Il y a des médias aux États-Unis qui relayent ces infox.

Je pense par exemple à ce qui a été dit sur le fils Biden, Hunter, un dossier a été monté sur lui en amont de l’élection américaine. 

Ça a été très intéressant de voir comment un média comme Fox a commencé à faire croire aux gens qu’il y avait un ordinateur du fils de Joe Biden qui avait été découvert, contenant des photos pédophiles. Et au moment où Fox nous dit qu’ils vont recevoir les documents et les montrer, ils nous expliquent que, hélas, les documents ont disparu.

Ce qui était intéressant, c’est que la même matinée, des journalistes américains nous montrent que oui, Fox a dû trouver une pirouette pour s’en sortir, car les documents étaient fabriqués.

Mais ils avaient déjà été repris par des sénateurs, des gens importants dans l’appareil politique américain, et donc, le mal était fait.


Quelle est la difficulté que peut rencontrer un fact-checkeur ?

Sophie Malibeaux – Journaliste – RFI – France

L’une des difficultés, c’est ce qu’on appelle « l’attribution ». On voit circuler les choses, mais il est difficile de savoir qui les met sur le tapis, qui les envoie, pour quoi faire ?

Il y a beaucoup d’informations, de manipulations venant de Russie, dénoncées par les Européens.

Dans certains cas, c’est vrai, dans d’autres cas, on n’a pas besoin des Russes pour faire circuler ça.

Au moment du scrutin de 2016, il y a eu une grosse interférence russe dans l’élection américaine.

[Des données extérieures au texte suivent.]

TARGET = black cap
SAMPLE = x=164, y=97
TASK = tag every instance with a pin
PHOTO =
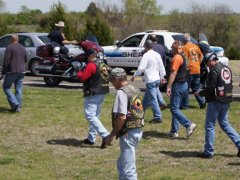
x=90, y=52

Mais depuis, tous les désinformateurs des États-Unis se sont vraiment mis eux-mêmes à produire de façon locale leurs propres infox.

Donc je me méfie de l’attribution, de dire « c’est untel qui fait quoi. »

Souvent, c’est impossible d’arriver à démonter tout le parcours de l’infox. Et ça, c’est un peu dû au fait qu’il y a une certaine opacité sur les réseaux sociaux.


De quoi un fact-checkeur doit-il se méfier le plus ?

Sophie Malibeaux – Journaliste – RFI – France

Il y a quand même beaucoup de technicité, maintenant, parmi les gens qui font intentionnellement de la mésinformation.

On a des produits très élaborés, comme les deep fakes, par exemple.

C’est un vrai problème, car c’est difficile à détecter. Pour l’instant on les détecte, car c’est à moitié bien fait. Quand on met dans la bouche d’Obama un discours qui ne lui correspond pas, vous êtes alerté, et il y a des outils techniques, qui sont disponibles sur Internet et qui permettent de démonter ces deep fakes.

On dit « deep » parce qu’il faut creuser pour les trouver.

Je sais qu’il y a une jeune génération que ça amusera beaucoup d’être en capacité de démonter les manipulations.

C’est du ressort des journalistes de faire cette recherche, mais une bonne partie du grand public va être intéressée de pouvoir elle-même être outillée pour faire barrage aux fausses informations.